The nCino Bank Operating System platform is the company’s flagship product. In addition to digitizing operations, the platform streamlines and automates complex workflows and processes. Moreover, the platform utilizes artificial intelligence and data analytics to enable clients to onboard new clients, to manage loaning services and customer accounts, and comply with regulations.
The platform’s unique selling point is that it is cloud-based, meaning users can access it from any internet-connected device. Furthermore, its solutions span business lines. This means financial institutions can deploy the software to onboard new customers while at the same time managing loans and opening deposit accounts.
NCNO’s fundamentals provide a strong price support
NCNO’s fundamentals are strong. nCino generated $ 48.765 million in revenue for Q2 FY2021 (three months ended July 31), which is 52.50% higher than the same quarter the previous year. Looking at the revenue growth from the perspective of six months ending July 31, one notices that Q2 revenue growth was better than Q1, because the revenue growth for the six-month period was slightly lower at around 51.22%.
The revenue growth is adding to the company’s already strong financial position. nCino’s financial position is largely propped up by the stockholder’s equity as confirmed by the 0.16 debt-to-equity ratio.
Even rosier is the company’s guidance. nCino expects revenues to grow to up to $50 million in Q3 FY2021, a 2.53% growth relative to Q2 FY2021. For the FY2021, nCino sees its revenue ranging from $193 to $194 million. It means nCino’s cash runway is sufficient to last three or more years of operation.
Technically, NCNO displays substantial volatility
NCNO has traded for a little over two months and the price action in this period appears to be ranging. While the market is ranging, it seems the long-term value of NCNO is still in limbo if one were to focus on on-balance volume (OBV) indicators on the weekly chart. The indicator points to a situation where investors are exiting the market in droves. In the last one week alone, 4.518 million NCNO shares were sold.
As argued earlier, the NCNO stock is currently underpriced and, as such, it is perfectly normal for investors to exit the market at the moment. It would be misleading to rely on OBV to predict the long-term scenario for NCNO’s price action.
The scenario appears different when you consider the daily NCNO price chart. Although the market is still ranging, the OBV indicates positive price action over the past two weeks.
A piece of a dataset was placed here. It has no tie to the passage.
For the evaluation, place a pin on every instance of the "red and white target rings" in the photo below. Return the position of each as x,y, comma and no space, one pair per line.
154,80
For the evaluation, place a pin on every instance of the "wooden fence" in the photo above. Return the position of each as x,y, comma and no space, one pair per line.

From a daily perspective also, it looks like the market is beginning to recognize the strength of NCNO’s fundamentals because signs of an uptrend are present. When the MACD is added onto the daily chart, one notices a slight cross-over when the volume spiked and climbed out of the negative zone.
Zoomed into a 4-hour price chart, NCNO begins to show possible market entry points. To help us out, we added a signal line on top of the MACD. This MACD signal line is simply a 9-period exponential moving average (EMA), as labeled in figure 4 below.
The signal is BUY when the MACD crosses above the 9-period EMA, and this is what happened at around October 12. However, the signal is not as strong as one might want but at least there is a possibility of NCNO bottoming out.
Furthermore, the 4-hour chart yields a risk/reward ratio of 4.87 in the period since the market bottomed out. It means investors earned $4.87 for every $1 risked since October 7.
Conclusion
From a fundamental and technical perspective, NCNO has the strength to outperform the market. As such, our recommendation is BUY.